The fundamental concern about faceprinting is the possibility that it would be used to covertly identify a live person by name — and then serve as the link that would connect them, without their awareness or permission, to intimate details available online, like their home addresses, dating preferences, employment histories and religious beliefs. It’s not a hypothetical risk. In 2011, researchers at Carnegie Mellon reported in a study that they had used a face-recognition app to identify some students on campus by name, linking them to their public Facebook profiles and, in some cases, to their Social Security numbers.
As with many emerging technologies, the arguments tend to coalesce around two predictable poles: those who think the technology needs rules and regulation to prevent violations of civil liberties and those who fear that regulation would stifle innovation. But face recognition stands out among such technologies: While people can disable smartphone geolocation and other tracking techniques, they can’t turn off their faces.
“Facial recognition involves the intersection of multiple research disciplines that have serious consequences for privacy, consumer protection and human rights,” wrote Jeffrey Chester, executive director of the nonprofit Center for Digital Democracy, in a recent blog post.
“Guidelines at this stage could stymie progress in a very promising market, and could kill investment,” Paul Schuepp, the chief executive of Animetrics, a company that supplies mobile face-recognition systems to the military, recently wrote on the company’s blog.
Dr.

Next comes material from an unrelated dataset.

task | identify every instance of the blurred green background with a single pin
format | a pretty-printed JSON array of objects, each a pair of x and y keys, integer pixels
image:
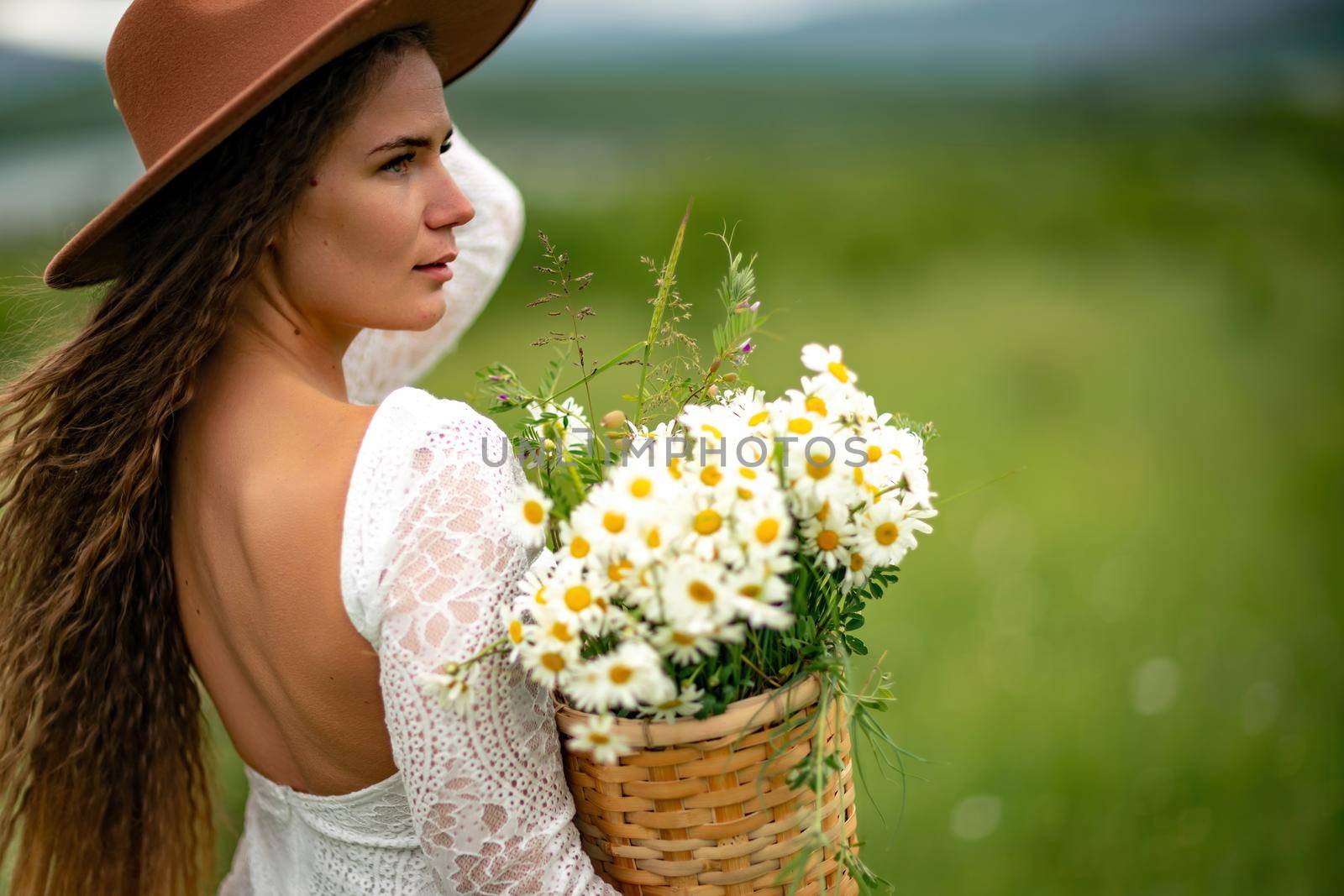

Atick takes a middle view.
To maintain the status quo around public anonymity, he says, companies should take a number of steps: They should post public notices where they use face recognition; seek permission from a consumer before collecting a faceprint with a unique, repeatable identifier like a name or code number; and use faceprints only for the specific purpose for which they have received permission. Those steps, he says, would inhibit sites, stores, apps and appliances from covertly linking a person in the real world with their multiple online personas.
“Some people believe that I am maybe inhibiting the industry from growing. I disagree,” Dr. Atick told me. “ I am helping industry make difficult choices, but the right choices.”
A version of this article appears in print on May 18, 2014, on page BU1 of the New York edition with the headline: Never Forgetting a Face.